God has loved us with an everlasting love; therefore, when he was lifted up from the earth, in his mercy he drew us to his heart.

PS If you’ve got any favorite books on the Sacred Heart, hook me up!

  1. Yes, really. No, it’s really not Megan. At all. In any way. Please stop calling me that. []

Heavy Blessings

Elizabeth spent her life barren in a society inclined to value women solely based on their childbearing abilities. Those of you who struggle with infertility can identify with the longing and the despair and the irrational guilt that must have plagued Elizabeth. More than the internal suffering, Elizabeth would also have been subjected to open scorn and derision from her neighbors and friends, seen as one cursed.1 So when, at long last, the angel appeared to Zechariah, when her belly began to swell, when she felt the quickening of life within her, Elizabeth must have been transfigured by joy. What an incredible gift: not only motherhood, but such motherhood.
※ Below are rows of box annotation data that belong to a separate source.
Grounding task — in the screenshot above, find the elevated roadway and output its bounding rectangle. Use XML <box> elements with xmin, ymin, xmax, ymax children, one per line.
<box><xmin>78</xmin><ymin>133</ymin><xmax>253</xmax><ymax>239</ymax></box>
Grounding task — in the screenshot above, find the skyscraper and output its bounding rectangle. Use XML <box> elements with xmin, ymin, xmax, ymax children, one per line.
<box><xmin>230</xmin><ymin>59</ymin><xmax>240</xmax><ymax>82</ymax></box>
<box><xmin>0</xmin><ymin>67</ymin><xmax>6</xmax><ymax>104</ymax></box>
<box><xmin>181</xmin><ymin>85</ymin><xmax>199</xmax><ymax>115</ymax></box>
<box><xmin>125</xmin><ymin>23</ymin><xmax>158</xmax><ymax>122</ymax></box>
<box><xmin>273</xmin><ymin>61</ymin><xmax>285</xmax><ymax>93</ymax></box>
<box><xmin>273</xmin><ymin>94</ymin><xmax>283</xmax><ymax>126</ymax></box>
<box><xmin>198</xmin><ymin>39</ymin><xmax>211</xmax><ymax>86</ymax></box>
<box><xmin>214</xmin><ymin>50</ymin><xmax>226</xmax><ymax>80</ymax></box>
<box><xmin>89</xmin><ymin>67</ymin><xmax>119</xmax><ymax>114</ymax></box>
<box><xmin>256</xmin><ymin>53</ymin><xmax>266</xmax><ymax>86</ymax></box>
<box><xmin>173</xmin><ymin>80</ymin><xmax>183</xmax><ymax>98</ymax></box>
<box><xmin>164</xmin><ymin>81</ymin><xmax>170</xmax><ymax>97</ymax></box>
To bear the prophet of the most high—it was more than she could ever have dreamed.

Visitation 2But Elizabeth was old. Old enough that this conception was more than just providential but miraculous. So when God worked this miracle and John the Baptist was conceived, there was great rejoicing and also great pain.

Elizabeth’s joints were already stiff and sore; they must not have taken 40 extra pounds well.
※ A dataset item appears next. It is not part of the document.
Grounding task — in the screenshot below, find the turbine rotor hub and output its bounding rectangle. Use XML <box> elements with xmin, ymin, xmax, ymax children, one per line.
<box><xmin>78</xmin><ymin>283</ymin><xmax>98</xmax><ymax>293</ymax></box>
Elizabeth’s ligaments didn’t stretch as well as they once had; her body must have screamed in pain.

I wonder how sick she got.

I wonder how early in her pregnancy she was no longer able to get out of bed at all.

I wonder just how awful it was, this incredible blessing.

Because Elizabeth’s pregnancy was a blessing, but it was a heavy blessing. She rejoiced, she gave thanks, she loved her baby. But it was really, really, really hard.

I wonder what your heavy blessing is right now. The situation you’re in that you’re able to thank God for but that still weighs on you as a cross. The unexpected pregnancy or the much-needed promotion that requires far more hours. The roommate you adore who sucks you dry emotionally. The child with special needs. The big old house in need of a thousand repairs. The summer break with your kids that might drive you crazy. The amazing community that leaves you little time for sleep. The mentally ill spouse. Some things in your life might be purely awful, but many are good things that are really, really hard.

The temptation is to get caught up in the difficulty of it, to focus on the aches and exhaustion and fear of what happens when an old body gives birth. But the more we focus on all that’s ugly the more we forget the shattering beauty of what’s weighing us down. We start to define our blessings by the ways they inconvenience us instead of seeing them as gifts. We need the clarity of Elizabeth, stepping back from all the heaviness to rejoice in the goodness.

VisitationWe also need to be real and to acknowledge the struggle that it takes to accept God’s gifts. It seems so ungrateful to look at something beautiful God’s given us and complain about the attendant pain or worry or sleeplessness. But for all Elizabeth may have rejoiced in her suffering, I bet you anything she acknowledged it. I bet she asked for help. I bet she wept tears of relief when Mary showed up to help. There’s nothing unvirtuous in being honest about your struggles. And I think that when we’re honest, we open the pressure valve a little and the resentment dissipates.

When you spend your life trying to be okay with a difficult situation, eventually it becomes too much. “It’s good, it’s a blessing, everything’s fine, I should be grateful” explodes into anger and self-pity. But looking at your marriage or job or friend or child or health and calling it a heavy blessing gives glory to God while acknowledging your weakness and that is exactly what Christians are called to do.

My friend, you’re not a superhero. Neither was Elizabeth. Just like her, you’re an ordinary person with some awfully heavy blessings. It’s okay to be really grateful and really tired. And if you need a patron saint of those heavy blessings, Mary’s got a cousin who might be willing to help you out.